今日は久しぶりに歴史カテゴリの記事をひとつ。

最近は月1ペースになっちゃってる気がする。
ほんとはもう少し書いていきたいんだけどなぁ。

う~ん、まあ仕方ない。のんびりいこう。



さて、今回は何を書こうか悩んだ結果、パチンコ屋であった美味しい話を書こうと思う。


近日中に、リクエスト頂いたパチスロで勝つ方法を日記のほうで書きたいんだけど、
その前にまずはこの記事を書いておきたい。


今回は初の試みで、短編集的な感じにしてみる。
ネタは腐るほどあるから、印象に残っている出来事を順番にサクサク書いていくスタイルで。


・確定台編
・残り物編
・譲り物編
・売り物編
・超お宝編
・番外編



今パッと思いついて書いてみただけなんだけど、一応この順番でいってみようかな。
では早速書いていこう。




確定台編

・閉店間際のホールにて吉宗の復活演出から・・・!?

パチンコ屋であった美味しい話、と考えたときに真っ先に思い出すことがある。
かれこれ10年程前のことになるだろうか。4号機吉宗の全盛時代。

当時パチスロの収入だけで暮らしていた僕だったが、閉店チェックなどという面倒なことはしていなかった。
だが、その日はたまたまタイミングが合った為、閉店5分前のパチンコ屋をフラっと覗いてみることにした。

すると、各台の最終ゲーム数をチェックしていた僕の目の前で、
サラリーマン風の男が、打っていた吉宗をちょうどやめていく、といった場面に出くわした。
高確率から発展した酒飲み演出が失敗したところで、残っていたクレジットを落として箱に入れていた。

何気なく液晶を見てみると、演出失敗の画面のままだった。

僕は知っていた。
普通はクレジットを落とすとデモ画面に戻るのだが、
復活演出が発生する場合に限り、クレジットを落としても演出失敗の画面のままだということを。

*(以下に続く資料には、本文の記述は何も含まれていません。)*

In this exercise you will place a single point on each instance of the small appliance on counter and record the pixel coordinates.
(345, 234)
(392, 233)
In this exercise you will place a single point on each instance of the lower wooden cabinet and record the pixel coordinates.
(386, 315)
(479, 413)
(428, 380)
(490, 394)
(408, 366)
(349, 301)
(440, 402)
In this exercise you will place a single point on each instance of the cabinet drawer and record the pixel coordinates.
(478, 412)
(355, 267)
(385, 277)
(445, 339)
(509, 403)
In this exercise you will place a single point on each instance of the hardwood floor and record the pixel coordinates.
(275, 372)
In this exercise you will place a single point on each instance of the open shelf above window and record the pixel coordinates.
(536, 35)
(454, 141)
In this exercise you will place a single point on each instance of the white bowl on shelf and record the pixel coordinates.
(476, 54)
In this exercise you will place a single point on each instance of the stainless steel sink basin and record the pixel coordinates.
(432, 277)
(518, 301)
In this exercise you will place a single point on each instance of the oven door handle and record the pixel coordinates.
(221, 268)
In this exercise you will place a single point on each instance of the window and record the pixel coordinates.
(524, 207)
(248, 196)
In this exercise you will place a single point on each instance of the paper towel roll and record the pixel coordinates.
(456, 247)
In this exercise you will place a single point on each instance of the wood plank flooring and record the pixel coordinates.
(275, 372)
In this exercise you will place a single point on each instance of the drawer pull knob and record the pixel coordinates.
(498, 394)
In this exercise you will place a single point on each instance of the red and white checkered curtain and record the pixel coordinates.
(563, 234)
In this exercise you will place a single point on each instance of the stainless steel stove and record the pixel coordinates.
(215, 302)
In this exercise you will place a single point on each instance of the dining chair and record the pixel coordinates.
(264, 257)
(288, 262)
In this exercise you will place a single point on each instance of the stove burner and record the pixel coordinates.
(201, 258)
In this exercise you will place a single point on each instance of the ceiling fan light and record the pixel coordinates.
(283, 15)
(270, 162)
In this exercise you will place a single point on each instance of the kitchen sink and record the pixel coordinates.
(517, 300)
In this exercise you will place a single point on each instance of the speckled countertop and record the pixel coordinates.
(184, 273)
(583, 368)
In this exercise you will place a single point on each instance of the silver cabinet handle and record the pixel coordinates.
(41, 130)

だが、復活演出が発生するからといって、ボーナス確定ではない。
当たる可能性もそこそこあるが、外れることも多い。
教えてあげようかとも思ったが、外れてしまっては気まずい。

僕はサラリーマン風の男が台を離れた後にそっと台をキープした。
そして、わざわざ千円札を入れて確認するのも面倒だなと思い、他のシマに落ちていたメダルを3枚拾ってきた。
(良い子は真似しないように!)

閉店まで残り時間がなかった為、急いでメダルを投入。
案の定、閉店間際の少し静かなホールに「まだまだ!」の声が鳴り響く。
慎重に7図柄を狙った。

――僕は先程までこの台を打っていた男の苦い視線を背中に感じながら、
711枚のメダルを持ってそそくさとジェットカウンターに並んだ・・・。




・名前も知らない台でリーチ目発見・・・!?

これもかなり昔の話。確か4号機末期の時代。

いつも通り天井狙いで小銭を稼ぐべく、パチンコ屋に入り足早にパチスロコーナーへ向かった僕は、
いつもなら素通りしているAタイプコーナーのシマに置いてあった1台のスロットマシンに目が止まった。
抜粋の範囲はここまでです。